Creating a citation friendly bibliography database

Online library system
2013 gave me an interesting and challenging few months learning and building an online reference / bibliographic database (mainly in my spare time). I had some basic criteria: low cost, easy to learn and use, easily able to import and export data, library standards compliant, zotero friendly, incorporate basic libray functions, provide full text access, submission queues,  and allow multiple user access with differential security levels. First I looked at "off the shelf" products and of a multitude of these, Refbase, EPrints, and Koha stood out as candidates. I really liked Refbase, and it ticked most of the boxes, especially with regard to citation, but sadly, lacked flexibility in fields and library functions and needed extra steps to convert our spreadsheet based data for import. Similarly, EPrints did not stand up to the reputation.  Koha, on the other hand, is a full blown integrated library system. It ticked all boxes except for ease of use and import of data...and ease of adding uploaded "full text" files.  In the end, it was possibly too comprehensive, and while much effort was spent in migrating to the MARC standard, the difficulties in handling multiple authors in a Zotero friendly way, led me to look at an alternate path.
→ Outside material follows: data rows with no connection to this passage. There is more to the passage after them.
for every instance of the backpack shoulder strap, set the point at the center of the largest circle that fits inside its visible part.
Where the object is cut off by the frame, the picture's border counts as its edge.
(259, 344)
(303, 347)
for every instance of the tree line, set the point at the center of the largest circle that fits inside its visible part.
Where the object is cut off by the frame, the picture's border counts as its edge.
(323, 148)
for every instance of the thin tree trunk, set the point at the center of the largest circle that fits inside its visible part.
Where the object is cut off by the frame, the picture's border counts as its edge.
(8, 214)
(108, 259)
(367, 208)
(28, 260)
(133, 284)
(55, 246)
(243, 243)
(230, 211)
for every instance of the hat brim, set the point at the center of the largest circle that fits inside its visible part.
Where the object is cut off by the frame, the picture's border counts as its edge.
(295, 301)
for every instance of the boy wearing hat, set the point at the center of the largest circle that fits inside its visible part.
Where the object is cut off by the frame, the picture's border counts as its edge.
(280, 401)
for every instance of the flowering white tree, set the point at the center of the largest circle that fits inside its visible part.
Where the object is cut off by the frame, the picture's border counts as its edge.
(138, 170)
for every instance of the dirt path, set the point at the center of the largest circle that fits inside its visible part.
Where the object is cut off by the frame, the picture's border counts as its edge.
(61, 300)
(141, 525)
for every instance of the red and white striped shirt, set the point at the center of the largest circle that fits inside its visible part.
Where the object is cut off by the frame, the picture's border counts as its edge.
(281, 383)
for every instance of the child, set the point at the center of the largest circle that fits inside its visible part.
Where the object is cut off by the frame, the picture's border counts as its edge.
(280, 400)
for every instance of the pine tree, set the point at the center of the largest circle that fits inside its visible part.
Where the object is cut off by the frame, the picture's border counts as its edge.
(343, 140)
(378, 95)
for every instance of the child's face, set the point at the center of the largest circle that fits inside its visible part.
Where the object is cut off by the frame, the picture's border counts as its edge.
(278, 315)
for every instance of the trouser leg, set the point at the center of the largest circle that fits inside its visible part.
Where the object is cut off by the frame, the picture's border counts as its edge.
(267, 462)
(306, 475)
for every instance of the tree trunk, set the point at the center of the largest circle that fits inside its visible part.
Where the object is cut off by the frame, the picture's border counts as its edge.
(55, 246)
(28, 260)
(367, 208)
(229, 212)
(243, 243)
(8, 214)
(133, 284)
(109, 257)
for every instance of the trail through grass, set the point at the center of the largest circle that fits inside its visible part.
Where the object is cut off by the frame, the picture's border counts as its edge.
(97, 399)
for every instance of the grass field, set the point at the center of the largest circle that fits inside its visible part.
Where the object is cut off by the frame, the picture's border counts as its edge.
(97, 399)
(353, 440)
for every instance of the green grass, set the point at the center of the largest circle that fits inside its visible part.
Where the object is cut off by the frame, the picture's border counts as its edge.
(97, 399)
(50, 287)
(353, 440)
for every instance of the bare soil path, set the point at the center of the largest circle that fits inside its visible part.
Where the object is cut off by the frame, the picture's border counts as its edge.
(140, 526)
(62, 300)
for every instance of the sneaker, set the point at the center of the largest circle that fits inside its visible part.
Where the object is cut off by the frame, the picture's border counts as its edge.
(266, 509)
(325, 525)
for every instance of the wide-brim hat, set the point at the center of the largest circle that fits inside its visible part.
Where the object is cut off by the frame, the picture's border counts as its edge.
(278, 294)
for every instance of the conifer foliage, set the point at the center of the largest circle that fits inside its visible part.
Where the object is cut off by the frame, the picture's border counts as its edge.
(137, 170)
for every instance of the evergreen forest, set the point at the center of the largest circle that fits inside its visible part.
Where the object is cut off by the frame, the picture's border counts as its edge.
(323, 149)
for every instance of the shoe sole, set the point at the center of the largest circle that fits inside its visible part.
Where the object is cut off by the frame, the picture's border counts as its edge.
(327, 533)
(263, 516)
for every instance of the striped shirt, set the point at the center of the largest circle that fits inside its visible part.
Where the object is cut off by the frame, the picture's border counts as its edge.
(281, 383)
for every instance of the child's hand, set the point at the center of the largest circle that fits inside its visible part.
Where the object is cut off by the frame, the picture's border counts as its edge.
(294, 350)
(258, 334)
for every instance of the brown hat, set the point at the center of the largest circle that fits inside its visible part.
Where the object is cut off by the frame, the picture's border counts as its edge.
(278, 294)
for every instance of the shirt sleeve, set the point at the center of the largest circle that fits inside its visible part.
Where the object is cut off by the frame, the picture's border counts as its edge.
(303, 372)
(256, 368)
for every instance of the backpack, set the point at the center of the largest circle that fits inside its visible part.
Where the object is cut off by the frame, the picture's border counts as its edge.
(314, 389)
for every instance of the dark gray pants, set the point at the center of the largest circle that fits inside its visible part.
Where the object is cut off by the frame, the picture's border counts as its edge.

I had been reluctant to build a system from scratch, as even though it would give the flexibility we needed, the need to build in metadata harvesting by Zotero was a whole new learning curve!   Take a look at the end product - a fully functional copy of the system (without the full text attachments)  is available here on Digging Stick.

The database was built on PHP / MySQL, using PHPMaker.  PHPMaker is an excellent productivity tool, providing heaps of bells and whistles, and looking after the coding while we concentrate on system design. The nature of the program ensures an understandable core codebase which can be picked up by another developer.

The design was constrained by the existing dataset of 39,000 records and need to bring across all existing fields. The old system was only able to export its data as a delimited text file. The most efficient way to clean the existing dataset and prepare it for import into the new system was to manipulate the data in a spreadsheet. This need for a simple spreadsheet based import system, was a key constraint to design, necessitating a single main reference table design, rather than 'normalised' tables. Its fine as it is, but can be adapted to a 'normalised' design once the need for backward compatibility with the old system has passed.

Tabbed detail view
PHPMaker makes creating differential secure logins, email notification,tabbed pages, export options, and an integrated menu system a dream. A bit of nifty SQL creates a database view to support a submission authorisation system and a system where records can only be deleted by the library administrator or  a 'super admin'. Authorised users can edit the catalog or add new entries but they never actually change an existing record. This allows the system to be 'wound back' on an individual record basis when errors are introduced.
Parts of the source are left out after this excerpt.